"You got the right idea!" exclaimed the blacksmith, evidently pleased. "All Cheyenne's friends have been waitin' for years for him to clean that slate and start fresh again. He used to be a right-smart hand, before he had trouble."

The blacksmith accompanied his conversation with considerable elbow motion and the rattle and clang of shaping horseshoes. Presently Dobe was new shod and ready for the road. Bartley paid the smith, thanked him for a good job, and rode south. Evidently Cheyenne's open quarrel with Sears was the talk of the countryside. It was expected of Cheyenne that he would "clean the slate and start fresh" some day. And cleaning the slate meant killing Sears. To Bartley it seemed strange that any one should be pleased with the idea of one man killing another deliberately.

In speaking of the recent horse-stealings, the blacksmith had mentioned no names. But Bartley at once drew the conclusion that it had been Sneed's men who had run off the Senator's horses. Sneed was known to be a horse-thief. He had never been convicted, although he had been arrested and tried several times. It was also known that Senator Steve had openly vowed that he would rid the country of Sneed, sooner or later.

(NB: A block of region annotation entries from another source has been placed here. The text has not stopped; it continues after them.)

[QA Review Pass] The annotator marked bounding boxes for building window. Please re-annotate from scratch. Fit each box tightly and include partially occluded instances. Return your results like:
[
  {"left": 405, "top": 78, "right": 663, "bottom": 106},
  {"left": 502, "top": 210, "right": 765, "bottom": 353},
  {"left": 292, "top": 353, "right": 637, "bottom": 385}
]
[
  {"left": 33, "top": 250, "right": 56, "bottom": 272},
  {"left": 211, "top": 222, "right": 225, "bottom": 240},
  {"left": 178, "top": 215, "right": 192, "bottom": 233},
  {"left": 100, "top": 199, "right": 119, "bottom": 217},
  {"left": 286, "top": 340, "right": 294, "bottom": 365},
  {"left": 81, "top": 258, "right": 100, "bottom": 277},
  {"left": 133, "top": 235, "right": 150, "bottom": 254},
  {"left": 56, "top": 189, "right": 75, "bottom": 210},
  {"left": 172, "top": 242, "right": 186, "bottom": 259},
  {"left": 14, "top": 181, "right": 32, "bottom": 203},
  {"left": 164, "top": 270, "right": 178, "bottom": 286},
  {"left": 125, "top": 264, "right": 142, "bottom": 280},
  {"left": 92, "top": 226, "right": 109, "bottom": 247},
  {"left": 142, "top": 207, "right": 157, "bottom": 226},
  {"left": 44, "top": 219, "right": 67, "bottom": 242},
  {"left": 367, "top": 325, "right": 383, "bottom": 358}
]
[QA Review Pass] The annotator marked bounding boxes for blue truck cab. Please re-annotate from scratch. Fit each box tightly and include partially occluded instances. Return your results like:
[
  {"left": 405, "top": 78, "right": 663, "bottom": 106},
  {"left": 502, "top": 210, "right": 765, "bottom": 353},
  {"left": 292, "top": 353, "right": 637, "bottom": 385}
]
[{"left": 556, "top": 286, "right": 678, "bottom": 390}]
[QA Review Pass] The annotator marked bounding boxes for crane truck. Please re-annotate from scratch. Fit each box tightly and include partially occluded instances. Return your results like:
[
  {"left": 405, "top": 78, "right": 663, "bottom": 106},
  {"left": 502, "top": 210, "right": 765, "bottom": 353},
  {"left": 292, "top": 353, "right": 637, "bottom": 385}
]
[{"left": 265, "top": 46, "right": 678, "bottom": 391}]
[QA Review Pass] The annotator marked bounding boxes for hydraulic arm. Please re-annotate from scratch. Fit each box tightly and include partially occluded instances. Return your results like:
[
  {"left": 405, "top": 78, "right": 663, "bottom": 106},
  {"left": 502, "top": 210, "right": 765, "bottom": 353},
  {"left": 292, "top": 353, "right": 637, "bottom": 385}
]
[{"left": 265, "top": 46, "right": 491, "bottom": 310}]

Several times, during his journey south, Bartley was questioned, but never interfered with. Thus far he heard of Cheyenne occasionally, but, nearing Phoenix, he lost track of his erstwhile companion. However, he took it for granted that Phoenix had been Cheyenne's destination. And Bartley wanted to see the town for himself, in any event.


Cheyenne, arriving in Phoenix, stabled his horses at the Top-Notch livery, and took a room for himself directly opposite the Hole-in-the-Wall gambling-house. He refused to drink with the occasional acquaintance he met, not because he did not like liquor, but because Colonel Stevenson, the city marshal, had told him that Panhandle Sears and his friends were in town.

"Why don't you tell me to go git him?" queried Cheyenne, looking the marshal in the eye.

"I didn't think it was necessary," said the marshal.

"What? To git him?"

The marshal smiled. Then casually: "I hear that Panhandle and his friends are drinking heavy and spending considerable money. They must have made a strike, somewhere."